Bonn – Die Eltern von Julian R. waren früh schon gekommen. Sie, deren Sohn mit 23 Jahren im Polizeidienst getötet worden war, setzten sich stumm in die noch leere Bank der Nebenkläger. So wie all die anderen Prozesstage zuvor. Die Aufgeregtheit der Journalisten, das Klicken der Kameras kurz vor dem Urteil, das schienen sie in ihrer Welt aus Trauer nicht zu bemerken. Die Mutter hielt ein Foto ihres Sohnes fest zwischen ihren Händen; der Vater, ebenfalls Polizeibeamter, wischte sich Tränen aus dem verweinten Gesicht. Sie waren gekommen, um die Wahrheit zu erfahren, hatte ihre Anwältin gesagt, was damals im Bonner Polizeipräsidium wirklich passiert ist.
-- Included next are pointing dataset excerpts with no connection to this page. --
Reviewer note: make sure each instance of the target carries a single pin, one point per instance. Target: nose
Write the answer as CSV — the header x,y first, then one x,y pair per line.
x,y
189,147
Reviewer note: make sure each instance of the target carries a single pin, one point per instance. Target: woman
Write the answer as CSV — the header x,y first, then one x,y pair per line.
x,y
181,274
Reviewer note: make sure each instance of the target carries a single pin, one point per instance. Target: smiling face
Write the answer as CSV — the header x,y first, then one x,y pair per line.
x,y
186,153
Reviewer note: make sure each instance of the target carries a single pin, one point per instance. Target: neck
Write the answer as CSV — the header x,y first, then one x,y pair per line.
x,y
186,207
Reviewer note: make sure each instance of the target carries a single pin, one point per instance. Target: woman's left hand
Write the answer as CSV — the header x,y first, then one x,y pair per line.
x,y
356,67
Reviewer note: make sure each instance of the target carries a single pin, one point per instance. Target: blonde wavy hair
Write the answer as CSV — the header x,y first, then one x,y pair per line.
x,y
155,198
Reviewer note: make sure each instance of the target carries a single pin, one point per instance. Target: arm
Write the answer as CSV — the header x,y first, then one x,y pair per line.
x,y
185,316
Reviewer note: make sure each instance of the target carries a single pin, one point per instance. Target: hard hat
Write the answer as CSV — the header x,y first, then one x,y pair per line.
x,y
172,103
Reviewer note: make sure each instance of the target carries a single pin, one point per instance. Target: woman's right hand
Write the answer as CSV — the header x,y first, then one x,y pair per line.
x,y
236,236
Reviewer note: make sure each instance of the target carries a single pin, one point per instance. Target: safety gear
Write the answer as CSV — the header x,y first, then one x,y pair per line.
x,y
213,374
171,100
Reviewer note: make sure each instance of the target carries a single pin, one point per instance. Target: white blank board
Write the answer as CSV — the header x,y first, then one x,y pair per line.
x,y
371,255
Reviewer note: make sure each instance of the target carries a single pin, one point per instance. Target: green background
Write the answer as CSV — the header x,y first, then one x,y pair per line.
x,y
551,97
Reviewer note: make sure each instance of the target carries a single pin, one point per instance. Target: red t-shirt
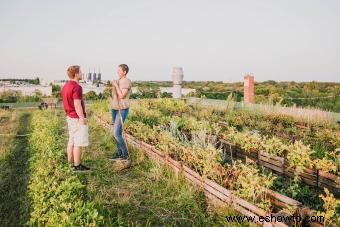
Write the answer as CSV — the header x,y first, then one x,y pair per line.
x,y
71,91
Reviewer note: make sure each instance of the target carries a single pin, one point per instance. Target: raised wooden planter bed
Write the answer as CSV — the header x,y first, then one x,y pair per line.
x,y
279,165
212,190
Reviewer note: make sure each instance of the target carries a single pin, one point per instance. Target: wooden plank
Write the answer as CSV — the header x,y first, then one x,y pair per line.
x,y
272,167
283,198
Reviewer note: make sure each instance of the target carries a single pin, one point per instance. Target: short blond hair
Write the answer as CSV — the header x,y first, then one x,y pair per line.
x,y
72,71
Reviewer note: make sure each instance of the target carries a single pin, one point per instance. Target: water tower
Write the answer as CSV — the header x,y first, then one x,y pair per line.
x,y
177,78
94,76
99,76
89,76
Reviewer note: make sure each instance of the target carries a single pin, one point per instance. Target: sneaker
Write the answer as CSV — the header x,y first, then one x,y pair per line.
x,y
115,158
80,168
126,162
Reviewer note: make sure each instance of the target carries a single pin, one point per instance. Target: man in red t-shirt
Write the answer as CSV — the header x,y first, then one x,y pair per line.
x,y
72,95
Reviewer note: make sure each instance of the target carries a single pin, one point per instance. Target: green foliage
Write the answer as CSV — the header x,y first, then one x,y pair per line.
x,y
57,194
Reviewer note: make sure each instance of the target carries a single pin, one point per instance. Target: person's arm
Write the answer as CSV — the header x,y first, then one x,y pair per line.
x,y
77,97
121,92
79,111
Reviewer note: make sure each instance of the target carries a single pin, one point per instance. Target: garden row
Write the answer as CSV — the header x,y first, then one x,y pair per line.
x,y
294,158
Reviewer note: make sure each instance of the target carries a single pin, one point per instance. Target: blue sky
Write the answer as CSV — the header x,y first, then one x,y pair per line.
x,y
212,40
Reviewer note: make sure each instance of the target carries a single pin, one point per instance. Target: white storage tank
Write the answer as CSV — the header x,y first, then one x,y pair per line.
x,y
177,78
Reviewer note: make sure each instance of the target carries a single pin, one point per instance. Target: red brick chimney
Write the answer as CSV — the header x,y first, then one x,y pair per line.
x,y
248,89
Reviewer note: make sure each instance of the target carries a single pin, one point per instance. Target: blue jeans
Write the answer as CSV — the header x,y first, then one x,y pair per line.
x,y
118,130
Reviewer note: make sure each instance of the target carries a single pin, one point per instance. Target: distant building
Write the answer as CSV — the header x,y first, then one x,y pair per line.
x,y
27,89
185,91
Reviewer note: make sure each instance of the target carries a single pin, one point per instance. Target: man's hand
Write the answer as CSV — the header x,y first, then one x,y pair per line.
x,y
114,83
83,121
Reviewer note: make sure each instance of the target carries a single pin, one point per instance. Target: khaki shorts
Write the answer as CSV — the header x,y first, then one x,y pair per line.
x,y
78,133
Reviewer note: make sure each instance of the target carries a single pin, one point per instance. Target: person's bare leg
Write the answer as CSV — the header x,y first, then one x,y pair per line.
x,y
76,155
70,153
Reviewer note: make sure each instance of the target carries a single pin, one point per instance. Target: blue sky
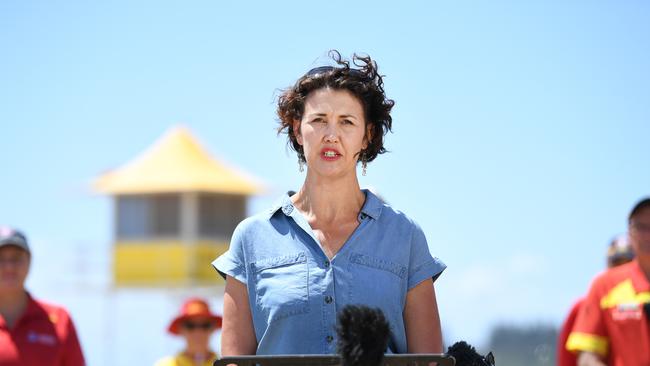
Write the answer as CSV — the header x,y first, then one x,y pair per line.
x,y
520,128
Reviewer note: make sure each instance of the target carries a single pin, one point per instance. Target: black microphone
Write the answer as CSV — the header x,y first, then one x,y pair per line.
x,y
646,309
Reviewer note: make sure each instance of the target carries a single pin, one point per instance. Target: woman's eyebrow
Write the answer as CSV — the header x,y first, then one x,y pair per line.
x,y
348,116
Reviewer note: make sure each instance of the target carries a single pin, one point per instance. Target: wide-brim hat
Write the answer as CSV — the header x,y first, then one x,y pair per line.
x,y
194,308
11,236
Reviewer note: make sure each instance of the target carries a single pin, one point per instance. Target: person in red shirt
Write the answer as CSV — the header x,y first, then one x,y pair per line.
x,y
619,252
32,332
195,323
612,325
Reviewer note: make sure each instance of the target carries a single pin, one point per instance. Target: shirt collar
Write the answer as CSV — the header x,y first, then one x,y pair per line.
x,y
371,207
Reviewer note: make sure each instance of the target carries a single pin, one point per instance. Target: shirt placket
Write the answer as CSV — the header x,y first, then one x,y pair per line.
x,y
328,303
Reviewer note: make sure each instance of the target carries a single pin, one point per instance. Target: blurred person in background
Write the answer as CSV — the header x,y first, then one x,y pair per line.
x,y
612,324
291,268
619,252
32,332
196,324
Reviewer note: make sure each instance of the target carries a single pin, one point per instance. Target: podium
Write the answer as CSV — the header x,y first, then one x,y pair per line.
x,y
331,360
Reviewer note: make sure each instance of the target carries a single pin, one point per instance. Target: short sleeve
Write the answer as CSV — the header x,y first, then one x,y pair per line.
x,y
589,333
422,265
232,262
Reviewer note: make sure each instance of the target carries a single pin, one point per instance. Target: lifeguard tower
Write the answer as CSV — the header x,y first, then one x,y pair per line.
x,y
175,208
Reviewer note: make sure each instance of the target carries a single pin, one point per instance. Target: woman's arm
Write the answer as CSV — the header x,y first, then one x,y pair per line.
x,y
237,334
422,320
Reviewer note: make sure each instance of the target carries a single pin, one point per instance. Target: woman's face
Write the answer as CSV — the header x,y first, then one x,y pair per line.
x,y
332,132
197,332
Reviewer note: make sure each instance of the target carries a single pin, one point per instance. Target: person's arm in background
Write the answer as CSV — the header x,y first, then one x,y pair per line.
x,y
237,333
590,359
421,319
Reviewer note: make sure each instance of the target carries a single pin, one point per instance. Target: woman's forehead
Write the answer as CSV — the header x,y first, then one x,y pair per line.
x,y
332,101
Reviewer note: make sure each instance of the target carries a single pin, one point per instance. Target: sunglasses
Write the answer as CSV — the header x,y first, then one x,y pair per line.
x,y
202,326
323,69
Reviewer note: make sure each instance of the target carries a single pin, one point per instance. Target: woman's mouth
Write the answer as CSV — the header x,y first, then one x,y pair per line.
x,y
330,154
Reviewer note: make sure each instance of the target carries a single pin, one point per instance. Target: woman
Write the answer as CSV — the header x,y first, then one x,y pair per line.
x,y
195,323
289,270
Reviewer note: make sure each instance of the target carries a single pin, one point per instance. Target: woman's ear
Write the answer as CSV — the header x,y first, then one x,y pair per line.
x,y
296,131
368,137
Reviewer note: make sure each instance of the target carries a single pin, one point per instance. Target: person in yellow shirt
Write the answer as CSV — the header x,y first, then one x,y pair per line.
x,y
195,323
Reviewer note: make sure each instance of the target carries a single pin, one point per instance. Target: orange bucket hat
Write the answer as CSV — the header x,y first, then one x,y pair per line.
x,y
194,307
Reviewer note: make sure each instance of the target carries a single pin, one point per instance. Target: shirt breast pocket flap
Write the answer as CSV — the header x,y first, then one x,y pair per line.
x,y
281,285
380,264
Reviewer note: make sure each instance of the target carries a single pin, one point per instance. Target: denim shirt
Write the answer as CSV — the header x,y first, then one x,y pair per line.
x,y
295,291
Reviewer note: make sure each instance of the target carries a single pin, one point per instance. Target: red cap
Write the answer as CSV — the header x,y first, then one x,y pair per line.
x,y
193,308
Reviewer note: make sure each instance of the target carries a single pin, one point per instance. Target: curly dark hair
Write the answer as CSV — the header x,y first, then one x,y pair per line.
x,y
363,81
363,334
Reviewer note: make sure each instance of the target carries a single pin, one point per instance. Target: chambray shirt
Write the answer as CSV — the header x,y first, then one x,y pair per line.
x,y
295,291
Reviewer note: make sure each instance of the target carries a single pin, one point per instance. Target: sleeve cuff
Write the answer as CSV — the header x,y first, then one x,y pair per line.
x,y
584,342
432,269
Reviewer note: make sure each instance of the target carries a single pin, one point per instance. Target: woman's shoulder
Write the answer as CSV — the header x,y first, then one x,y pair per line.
x,y
258,221
387,213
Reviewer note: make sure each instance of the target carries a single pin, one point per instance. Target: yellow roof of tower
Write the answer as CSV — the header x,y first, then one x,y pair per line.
x,y
175,163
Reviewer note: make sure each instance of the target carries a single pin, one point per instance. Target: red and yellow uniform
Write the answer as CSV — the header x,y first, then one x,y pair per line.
x,y
182,359
44,335
612,322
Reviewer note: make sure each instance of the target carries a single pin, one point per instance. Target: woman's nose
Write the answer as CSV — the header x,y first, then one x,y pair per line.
x,y
331,133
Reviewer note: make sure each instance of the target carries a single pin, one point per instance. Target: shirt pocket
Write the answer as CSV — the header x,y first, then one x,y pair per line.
x,y
281,286
377,282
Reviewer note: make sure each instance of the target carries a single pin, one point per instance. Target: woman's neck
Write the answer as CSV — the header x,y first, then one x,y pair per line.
x,y
198,354
12,305
328,200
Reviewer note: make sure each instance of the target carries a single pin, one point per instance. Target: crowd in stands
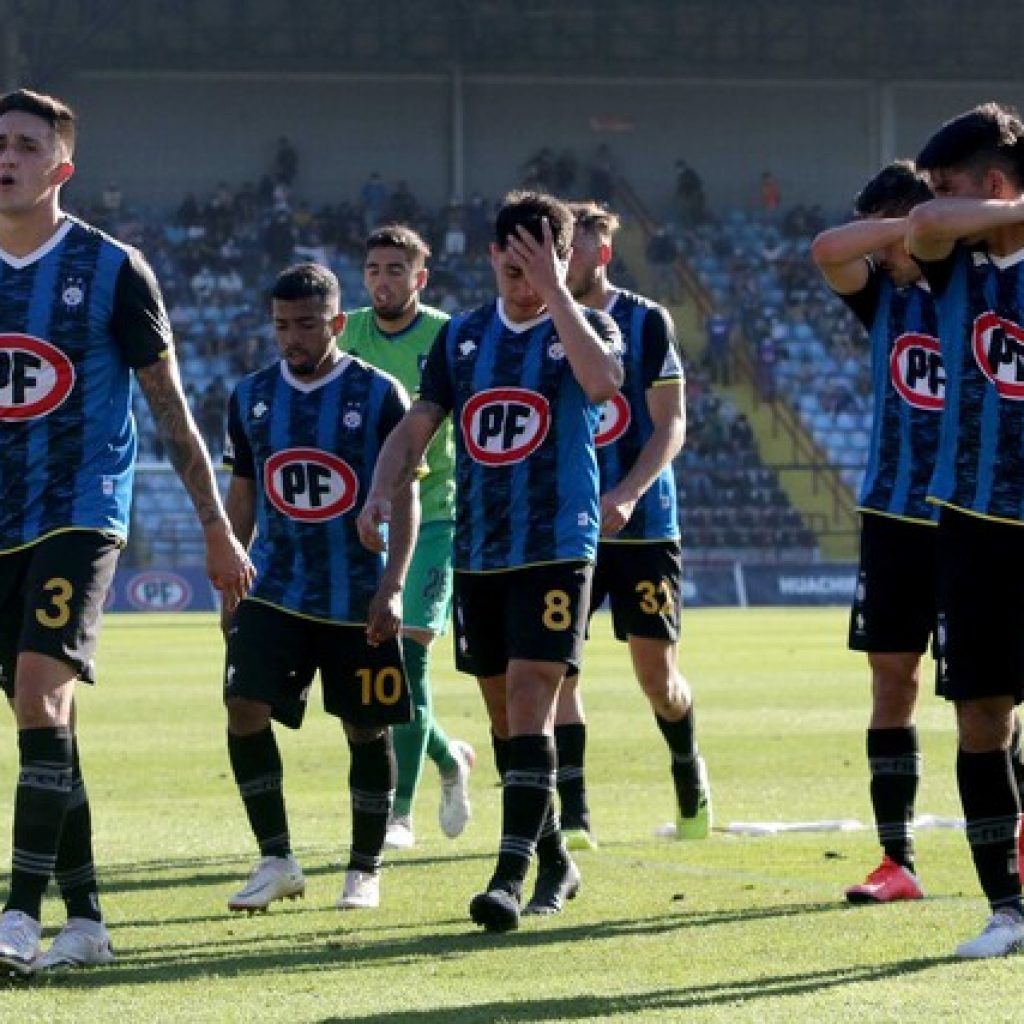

Am 26. November 2018 war der junge Polizist auf dem Weg zum Schießtraining von einem heute 23-jährigen Kollegen mit der Dienstwaffe in den Nacken geschossen worden. Zwei Wochen später - am 10. Dezember 2018 - starb der Kollege an den Folgen der schweren Verletzung.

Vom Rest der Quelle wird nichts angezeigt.